I’m finally getting around to poking at Groovy, a new scripting language which builds on Java… well, let them say it:
Groovy is a new agile dynamic language for the JVM combining lots of great features from languages like Python, Ruby and Smalltalk and making them available to the Java developers using a Java-like syntax.
Groovy is designed to help you get things done on the Java platform in a quicker, more concise and fun way – bringing the power of Python and Ruby inside the Java platform.
Groovy can be used as an alternative compiler to javac to generate standard Java bytecode to be used by any Java project or it can be used dynamically as an alternative language such as for scripting Java objects, templating or writing unit test cases.

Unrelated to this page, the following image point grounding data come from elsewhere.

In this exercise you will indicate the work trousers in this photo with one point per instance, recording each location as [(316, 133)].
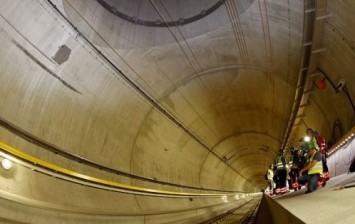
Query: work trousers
[(312, 181)]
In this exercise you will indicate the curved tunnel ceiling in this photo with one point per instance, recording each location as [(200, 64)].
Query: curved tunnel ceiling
[(203, 104), (216, 80)]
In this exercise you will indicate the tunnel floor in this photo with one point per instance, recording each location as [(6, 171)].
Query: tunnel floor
[(332, 204)]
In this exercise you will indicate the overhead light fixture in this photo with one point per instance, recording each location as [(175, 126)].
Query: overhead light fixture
[(224, 198), (307, 139), (6, 164)]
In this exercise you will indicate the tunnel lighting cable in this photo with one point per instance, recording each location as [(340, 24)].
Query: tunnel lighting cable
[(20, 157), (141, 91)]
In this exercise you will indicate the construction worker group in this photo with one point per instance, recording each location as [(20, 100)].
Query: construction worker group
[(306, 166)]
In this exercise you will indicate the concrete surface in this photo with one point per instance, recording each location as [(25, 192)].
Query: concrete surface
[(330, 204), (206, 104)]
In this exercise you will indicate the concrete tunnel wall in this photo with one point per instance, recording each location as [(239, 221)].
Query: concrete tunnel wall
[(234, 96)]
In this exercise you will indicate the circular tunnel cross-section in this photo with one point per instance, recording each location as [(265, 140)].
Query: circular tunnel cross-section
[(141, 24)]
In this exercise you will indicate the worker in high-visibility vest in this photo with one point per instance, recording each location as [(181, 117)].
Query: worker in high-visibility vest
[(310, 140), (269, 177), (323, 150), (282, 170), (314, 168)]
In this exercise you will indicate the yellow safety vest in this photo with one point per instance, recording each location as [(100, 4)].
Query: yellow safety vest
[(317, 168), (279, 164)]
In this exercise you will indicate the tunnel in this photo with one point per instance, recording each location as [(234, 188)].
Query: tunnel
[(171, 111)]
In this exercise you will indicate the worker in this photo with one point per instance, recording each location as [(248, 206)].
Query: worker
[(282, 167), (295, 167), (323, 150), (270, 176), (314, 168), (310, 140)]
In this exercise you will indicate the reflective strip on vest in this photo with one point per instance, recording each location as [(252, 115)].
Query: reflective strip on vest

Anyway, they have a shell (“groovysh”) which looks a little like the Python interactive interpreter, but which isn’t really so interactive. So, while I’m trying to learn my way around groovy syntax, I’d like some slightly more flexible way to edit and run the code. Meanwhile, I’ve been using BBEdit’s ability to run perl and other UNIX scripts a ton lately, and really liking it, so I just went ahead and tried to run the basic Groovy “Hello World” in BBEdit. Whoops: “JAVA_HOME is not defined.” Apparently Cocoa apps don’t see the UNIX environment.
Good ol’ Google:
How to define environment variables so that MacOS X applications can see them. Now running a groovy script by typing it in BBEdit and choosing ‘run’ from the “#!” menu works like a charm.
How to define environment variables so that MacOS X applications can see them. Now running a groovy script by typing it in BBEdit and choosing ‘run’ from the “#!” menu works like a charm.
Now to Groovy syntax. Warning: it looks as though the link from the Groovy front page to “Core Syntax” is more like a wish-list/to-do list than a reference.